1. grammar G (S):
(1)S -> AB
(2)A ->Da|ε
(3)B -> cC
(4)C -> aADC |ε
(5)D -> b|ε
Verify grammar G (S) is not LL (1) grammar?
solution:
FIRST集:
FIRST(Da)={b,a}
FIRST (e) = {e}
FIRST(aADC)={a}
FIRST(b)={b}
FOLLOW集:
FOLLOW(A)=FIRST(B)+FIRST(B)+FIRST(B)+FOLLOW(C)={c,a,b,#}
FOLLOW(C)={#}
FOLLOW(D)={a,#}
SELECT set:
SELECT(A->Da)={b,a}
SELECT(A->ε)={c,b,a,#}
SELECT(C->aADC)={a}
SELECT(C->ε)={#}
SELECT(D->b)={b}
SELECT(D->ε)={a,#}
because:
SELECT(A->Da)∩SELECT(A->ε)≠∅
This grammar therefore not LL (1) syntax.

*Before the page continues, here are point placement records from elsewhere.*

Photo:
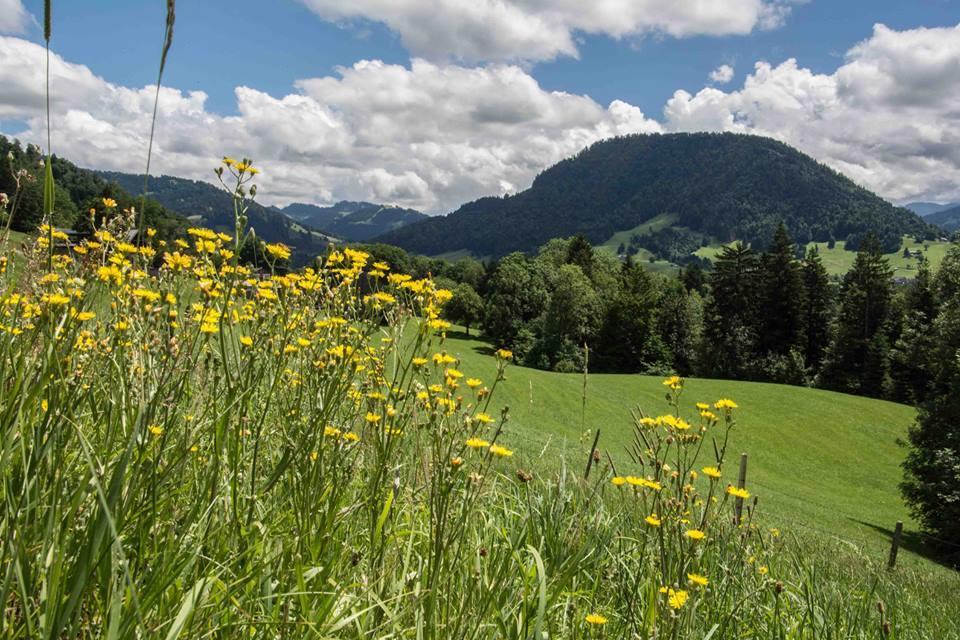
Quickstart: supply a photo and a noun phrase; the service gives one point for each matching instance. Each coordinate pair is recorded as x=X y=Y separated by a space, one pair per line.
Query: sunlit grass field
x=818 y=459
x=837 y=261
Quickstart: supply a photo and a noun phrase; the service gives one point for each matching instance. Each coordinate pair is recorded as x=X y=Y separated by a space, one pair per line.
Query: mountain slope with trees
x=946 y=219
x=718 y=187
x=207 y=205
x=354 y=221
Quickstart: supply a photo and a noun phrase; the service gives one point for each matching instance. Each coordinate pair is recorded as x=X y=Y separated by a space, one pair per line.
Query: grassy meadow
x=199 y=452
x=838 y=260
x=826 y=460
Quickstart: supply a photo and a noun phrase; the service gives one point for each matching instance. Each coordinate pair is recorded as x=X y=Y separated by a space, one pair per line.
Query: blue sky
x=482 y=113
x=269 y=45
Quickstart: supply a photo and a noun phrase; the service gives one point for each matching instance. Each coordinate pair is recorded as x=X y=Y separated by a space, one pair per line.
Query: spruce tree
x=931 y=483
x=857 y=361
x=730 y=332
x=815 y=309
x=780 y=290
x=910 y=355
x=626 y=340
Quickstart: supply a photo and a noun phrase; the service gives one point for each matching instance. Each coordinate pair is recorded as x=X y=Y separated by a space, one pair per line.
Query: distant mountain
x=946 y=219
x=929 y=208
x=76 y=192
x=206 y=205
x=709 y=187
x=354 y=221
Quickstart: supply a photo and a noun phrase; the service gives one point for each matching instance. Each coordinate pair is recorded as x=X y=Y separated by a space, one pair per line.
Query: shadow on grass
x=916 y=542
x=482 y=347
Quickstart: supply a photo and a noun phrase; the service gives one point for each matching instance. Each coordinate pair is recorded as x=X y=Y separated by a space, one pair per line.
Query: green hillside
x=838 y=260
x=353 y=221
x=719 y=187
x=207 y=205
x=818 y=460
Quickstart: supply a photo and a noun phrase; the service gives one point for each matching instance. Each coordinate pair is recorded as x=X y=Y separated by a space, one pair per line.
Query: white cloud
x=428 y=136
x=433 y=136
x=888 y=117
x=722 y=74
x=509 y=30
x=13 y=17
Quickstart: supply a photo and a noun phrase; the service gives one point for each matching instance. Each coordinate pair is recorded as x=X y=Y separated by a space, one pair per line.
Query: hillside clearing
x=817 y=460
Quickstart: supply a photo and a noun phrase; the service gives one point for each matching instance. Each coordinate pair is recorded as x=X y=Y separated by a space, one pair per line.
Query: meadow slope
x=818 y=460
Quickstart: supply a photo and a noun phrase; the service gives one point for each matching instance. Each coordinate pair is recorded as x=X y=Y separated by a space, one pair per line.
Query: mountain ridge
x=355 y=221
x=207 y=205
x=720 y=187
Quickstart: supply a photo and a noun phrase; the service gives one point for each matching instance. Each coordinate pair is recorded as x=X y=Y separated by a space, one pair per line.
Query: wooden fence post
x=593 y=449
x=741 y=483
x=895 y=545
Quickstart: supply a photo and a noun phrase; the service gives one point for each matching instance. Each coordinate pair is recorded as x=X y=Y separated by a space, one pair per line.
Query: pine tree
x=815 y=309
x=910 y=355
x=730 y=333
x=627 y=340
x=580 y=253
x=780 y=290
x=857 y=361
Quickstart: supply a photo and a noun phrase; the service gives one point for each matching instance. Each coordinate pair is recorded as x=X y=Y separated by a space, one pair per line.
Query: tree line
x=757 y=315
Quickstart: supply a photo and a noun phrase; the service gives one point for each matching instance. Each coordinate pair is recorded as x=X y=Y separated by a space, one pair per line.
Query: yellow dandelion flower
x=677 y=599
x=736 y=492
x=697 y=579
x=711 y=472
x=500 y=452
x=674 y=383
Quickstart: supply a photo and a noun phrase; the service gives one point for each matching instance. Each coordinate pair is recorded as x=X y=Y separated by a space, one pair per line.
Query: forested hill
x=76 y=192
x=946 y=219
x=204 y=204
x=711 y=187
x=354 y=221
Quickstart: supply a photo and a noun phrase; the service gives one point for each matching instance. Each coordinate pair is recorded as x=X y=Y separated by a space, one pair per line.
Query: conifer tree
x=857 y=361
x=730 y=334
x=780 y=290
x=815 y=309
x=931 y=483
x=910 y=355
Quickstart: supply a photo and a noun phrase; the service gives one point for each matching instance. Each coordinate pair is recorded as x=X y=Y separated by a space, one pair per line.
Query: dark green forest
x=79 y=194
x=721 y=187
x=212 y=207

2. Whether the expression grammar after the elimination of left recursion method is LL (1) grammar?
A: Yes, LL (1) grammar.
3. The connection 2, if it is LL (1) grammar, write its recursive descent parser code.
E()
{T();
E'();
}
E'()
T()
T'()
F()
answer:
void ParseE(){
Frset ();
ParseE'();
}
void ParseT() {
ParseF();
Frset '();
}
void ParseE'() {
switch(lookahead):
case +:
Match Token (+);
Frset ();
ParseE'();
break;
case #:
break;
case ):
break;
default:
printf('synax error!\n');
exit(0);
}
void ParseF() {
switch(lookahead):
case (:
Match Token (();
ParseE();
MatchToken());
break;
case i:
Match Token (in);
break;
default:
printf('synax error!\n');
exit(0);
}
void ParseT'()
{
switch(lookahead):
case *:
ParseF();
Match Token (*);
Frset '();
break;
case #:
break;
case ):
break;
case +:
break;
default:
printf('synax error!\n');
exit(0);
}
Experiment 4. Add a lexical analyzer, parser can form a run, analyzing any input symbol string is not a valid expression.